На нашем правом фланге в мое распоряжение был отдан дивизион легкой артиллерии под командой энергичного передового артиллериста подполковника Приходько, сменившего уходившего на пассивный участок подполковника Щекина.
«Рыбак рыбака видит издалека» – мы с Приходько сразу же поняли друг друга. Уже накануне мы прошли по всем передовым окопам, где у него были свои «маяки» в каждой интересной точке расположения, где каждый «активный» командир роты был его закадычным другом. Мы распределили участки батарей и места, где работу легкой артиллерии должны были прикрывать мои тяжелые орудия. Выяснили местоположения неприятельской артиллерии, которую должна была нейтрализовать моя дальнобойная 42-линейная батарея, бившая на 17 верст, а французской гранатой даже на 19.
С рассветом все уже было готово, все находились на местах. В назначенный час наши орудия обрушились на неприятельские окопы, задавив их ураганом огня. После короткой подготовки пехота двинулась вперед и взяла первые линии окопов. Но за ними, в третьей линии, показались каски – немцы бросили туда свои отборные части, и развить успех уже не удалось.

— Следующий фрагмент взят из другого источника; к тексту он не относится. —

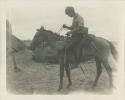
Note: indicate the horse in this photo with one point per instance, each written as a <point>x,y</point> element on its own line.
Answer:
<point>100,51</point>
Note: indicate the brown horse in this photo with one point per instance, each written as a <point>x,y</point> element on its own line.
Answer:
<point>99,49</point>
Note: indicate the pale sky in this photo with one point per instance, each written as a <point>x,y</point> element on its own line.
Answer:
<point>102,18</point>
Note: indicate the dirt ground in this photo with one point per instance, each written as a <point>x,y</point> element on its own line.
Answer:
<point>41,78</point>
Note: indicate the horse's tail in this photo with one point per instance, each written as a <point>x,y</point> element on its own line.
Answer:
<point>113,51</point>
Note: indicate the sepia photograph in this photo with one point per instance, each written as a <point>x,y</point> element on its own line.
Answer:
<point>64,47</point>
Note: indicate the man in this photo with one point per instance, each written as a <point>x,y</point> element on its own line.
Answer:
<point>76,31</point>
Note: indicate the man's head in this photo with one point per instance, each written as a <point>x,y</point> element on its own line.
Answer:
<point>70,11</point>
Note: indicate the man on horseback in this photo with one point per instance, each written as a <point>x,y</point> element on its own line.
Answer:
<point>77,32</point>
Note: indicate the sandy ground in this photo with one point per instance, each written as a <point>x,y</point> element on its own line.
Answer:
<point>39,78</point>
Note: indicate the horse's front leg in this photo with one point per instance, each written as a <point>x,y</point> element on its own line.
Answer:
<point>67,68</point>
<point>61,77</point>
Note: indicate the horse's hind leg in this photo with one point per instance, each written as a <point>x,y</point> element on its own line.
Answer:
<point>109,71</point>
<point>16,69</point>
<point>99,71</point>
<point>61,76</point>
<point>67,68</point>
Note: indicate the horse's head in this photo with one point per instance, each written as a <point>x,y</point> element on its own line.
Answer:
<point>44,36</point>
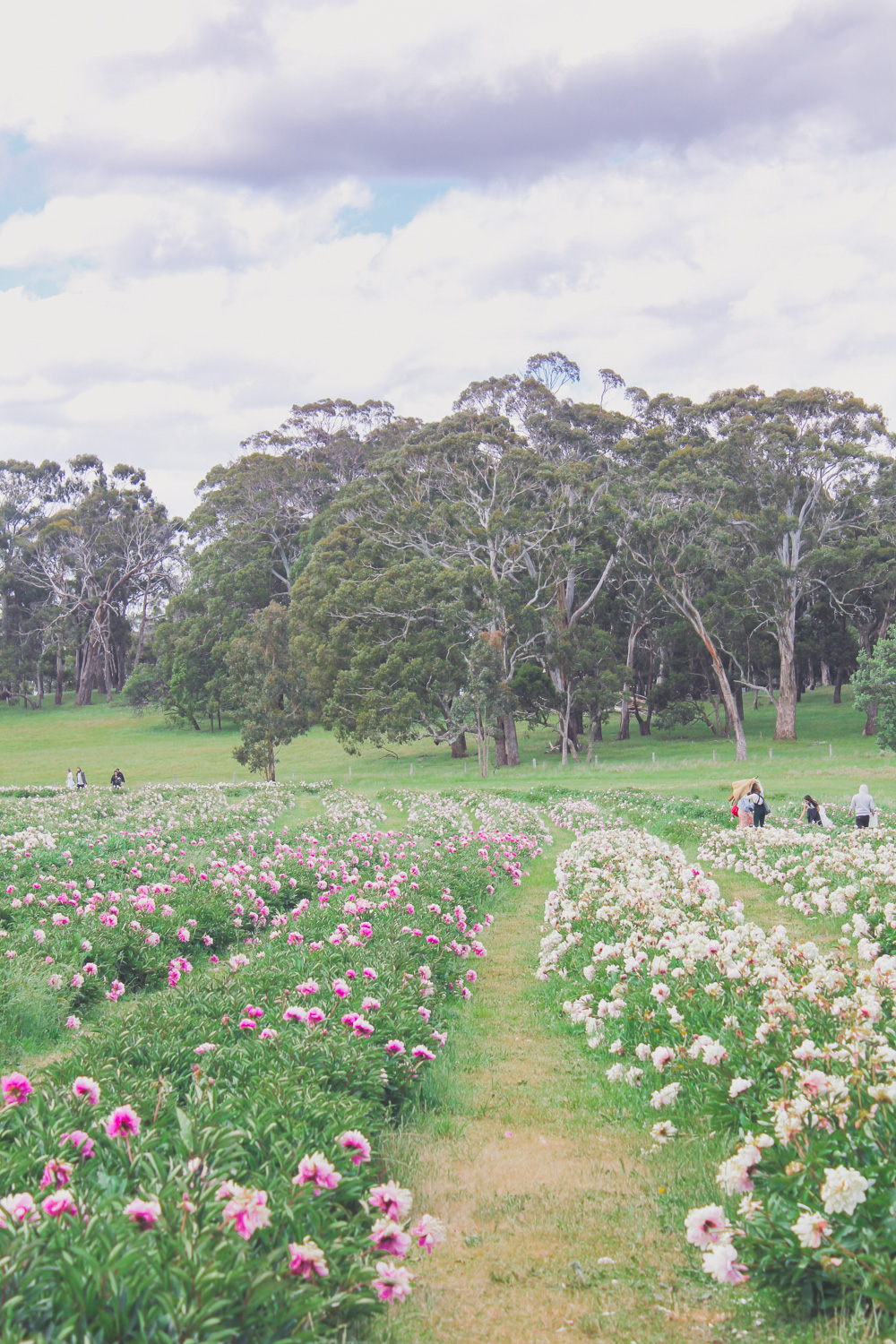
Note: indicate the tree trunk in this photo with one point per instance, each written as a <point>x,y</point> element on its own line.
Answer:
<point>142,631</point>
<point>511,744</point>
<point>59,672</point>
<point>109,676</point>
<point>88,675</point>
<point>643,725</point>
<point>786,719</point>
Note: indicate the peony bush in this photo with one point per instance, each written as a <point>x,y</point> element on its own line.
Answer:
<point>697,1012</point>
<point>245,1012</point>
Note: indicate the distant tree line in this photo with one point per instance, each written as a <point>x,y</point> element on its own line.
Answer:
<point>528,558</point>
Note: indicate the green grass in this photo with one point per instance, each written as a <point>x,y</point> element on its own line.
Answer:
<point>38,747</point>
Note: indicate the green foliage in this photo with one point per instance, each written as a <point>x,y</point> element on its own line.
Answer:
<point>874,687</point>
<point>269,694</point>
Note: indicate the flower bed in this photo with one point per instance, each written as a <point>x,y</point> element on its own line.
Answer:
<point>202,1160</point>
<point>696,1012</point>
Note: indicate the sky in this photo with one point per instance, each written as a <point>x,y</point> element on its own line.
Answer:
<point>211,210</point>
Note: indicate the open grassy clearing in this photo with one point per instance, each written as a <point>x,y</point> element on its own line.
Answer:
<point>37,747</point>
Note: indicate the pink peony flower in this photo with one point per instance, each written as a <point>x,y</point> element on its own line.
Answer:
<point>124,1120</point>
<point>308,1260</point>
<point>59,1203</point>
<point>245,1209</point>
<point>16,1089</point>
<point>80,1140</point>
<point>86,1088</point>
<point>19,1207</point>
<point>142,1211</point>
<point>319,1171</point>
<point>429,1233</point>
<point>392,1282</point>
<point>810,1228</point>
<point>392,1201</point>
<point>720,1261</point>
<point>357,1145</point>
<point>705,1226</point>
<point>389,1238</point>
<point>56,1174</point>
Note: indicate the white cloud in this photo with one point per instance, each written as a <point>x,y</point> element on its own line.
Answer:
<point>684,276</point>
<point>719,220</point>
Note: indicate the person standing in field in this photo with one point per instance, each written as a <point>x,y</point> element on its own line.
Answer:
<point>745,808</point>
<point>812,811</point>
<point>740,790</point>
<point>863,806</point>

Немецкая артиллерия действовала слабо, но на наши тылы налетела эскадрилья аэропланов; не нащупав батарей, они осыпали бомбами наш бивак. В моей палатке сидел молодой офицерик, только что прибывший в дивизион, он был весь осыпан осколками, его мундир прорван, шашка исковеркана, но он остался целехонек.
Одновременно с нами на «Квадратный лес» и «Сапожок» в атаку пошли части 1-го Гвардейского корпуса. Это был главный удар. После потрясающей артиллерийской подготовки, почему-то – как говорили, по недостатку снарядов – прекратившейся в самый критический момент, Преображенский и Семеновский полки, оставив закрытия, поднялись стеной и двинулись на заграждения, опутывавшие опушку.